Question

A double convex lens has radius of curvature R of each surface and refractive index of its material is \(\mu = 1.5\). We have

• A. f = R/2
• B. f = R
• C. f = -R
• D. f = 2R

Hint:

Always be careful with the sign convention in optics problems. For radii of curvature, a common convention is to measure distances from the optical center. If the center of curvature is on the side where light emerges (right side for light incident from left), the radius is positive. If it's on the side where light is incident (left side), the radius is negative.

Answer 1

The Correct Option is B

Step 1: Understanding the Concept:
This problem requires the use of the Lens Maker's Formula, which relates the focal length of a lens to its refractive index and the radii of curvature of its two surfaces. It is essential to use the correct sign convention for the radii of curvature.

Step 2: Key Formula or Approach:
The Lens Maker's Formula is given by: \[ \frac{1}{f} = (\mu - 1) \left( \frac{1}{R_1} - \frac{1}{R_2} \right) \] where: - \(f\) is the focal length of the lens.
- \(\mu\) is the refractive index of the lens material with respect to the surrounding medium.
- \(R_1\) is the radius of curvature of the first surface (where light enters).
- \(R_2\) is the radius of curvature of the second surface.

Step 3: Detailed Explanation:
Let's apply the sign convention for a double convex lens.
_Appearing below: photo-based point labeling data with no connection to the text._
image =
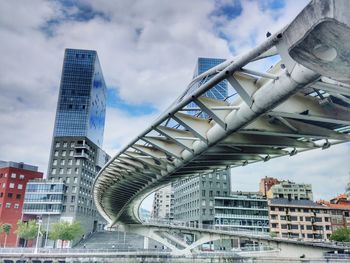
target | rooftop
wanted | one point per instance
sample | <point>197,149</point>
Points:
<point>284,201</point>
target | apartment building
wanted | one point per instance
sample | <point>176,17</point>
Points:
<point>299,219</point>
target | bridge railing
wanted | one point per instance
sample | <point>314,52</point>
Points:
<point>21,250</point>
<point>188,225</point>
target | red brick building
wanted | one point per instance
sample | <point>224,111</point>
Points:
<point>13,181</point>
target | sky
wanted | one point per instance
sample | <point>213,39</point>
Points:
<point>147,50</point>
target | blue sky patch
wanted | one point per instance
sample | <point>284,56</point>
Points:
<point>114,101</point>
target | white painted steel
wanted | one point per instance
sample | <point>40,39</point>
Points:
<point>288,109</point>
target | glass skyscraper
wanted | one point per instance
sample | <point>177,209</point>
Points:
<point>82,100</point>
<point>76,154</point>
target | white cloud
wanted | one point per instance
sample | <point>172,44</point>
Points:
<point>147,50</point>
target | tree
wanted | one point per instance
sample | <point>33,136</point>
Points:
<point>6,228</point>
<point>341,234</point>
<point>65,231</point>
<point>27,230</point>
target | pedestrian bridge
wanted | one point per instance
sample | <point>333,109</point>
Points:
<point>300,103</point>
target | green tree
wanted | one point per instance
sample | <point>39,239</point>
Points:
<point>65,231</point>
<point>6,228</point>
<point>27,230</point>
<point>341,234</point>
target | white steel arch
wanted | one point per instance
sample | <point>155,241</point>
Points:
<point>301,103</point>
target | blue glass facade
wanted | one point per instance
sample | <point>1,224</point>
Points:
<point>44,197</point>
<point>82,100</point>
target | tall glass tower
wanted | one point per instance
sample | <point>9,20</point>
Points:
<point>82,100</point>
<point>76,154</point>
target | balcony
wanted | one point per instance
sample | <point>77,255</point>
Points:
<point>82,146</point>
<point>257,217</point>
<point>81,155</point>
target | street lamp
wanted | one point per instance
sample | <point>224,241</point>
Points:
<point>37,237</point>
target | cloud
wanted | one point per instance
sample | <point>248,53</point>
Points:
<point>147,50</point>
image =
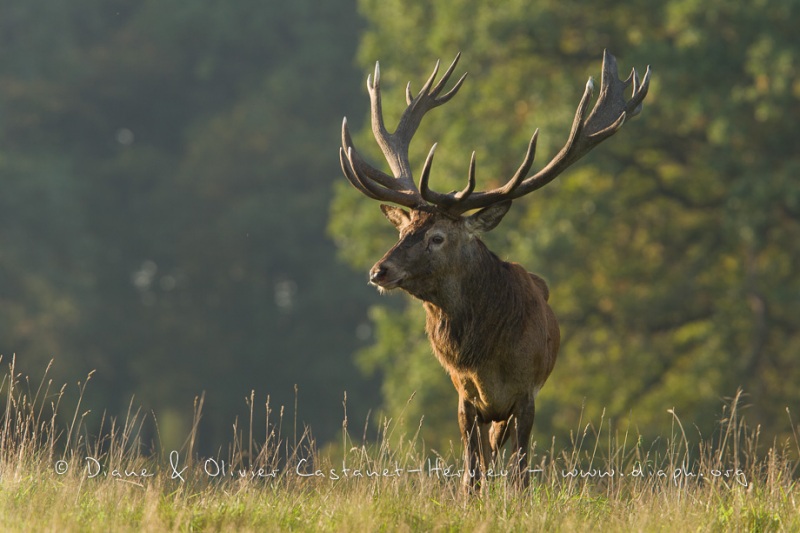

We assume light travels from left to right.
1. For the first surface, the center of curvature is on the right side. Thus, its radius of curvature is positive: \(R_1 = +R\).
2. For the second surface, the center of curvature is on the left side. Thus, its radius of curvature is negative: \(R_2 = -R\).
The given values are: - Refractive index, \(\mu = 1.5\).
- Radius of curvature for both surfaces has magnitude \(R\).
Now, substitute these values into the Lens Maker's Formula: \[ \frac{1}{f} = (1.5 - 1) \left( \frac{1}{+R} - \frac{1}{-R} \right) \] \[ \frac{1}{f} = (0.5) \left( \frac{1}{R} + \frac{1}{R} \right) \] \[ \frac{1}{f} = (0.5) \left( \frac{2}{R} \right) \] \[ \frac{1}{f} = \frac{1}{2} \times \frac{2}{R} \] \[ \frac{1}{f} = \frac{1}{R} \] Taking the reciprocal of both sides, we get: \[ f = R \]

Step 4: Final Answer:
The focal length of the double convex lens is equal to its radius of curvature, \(f = R\).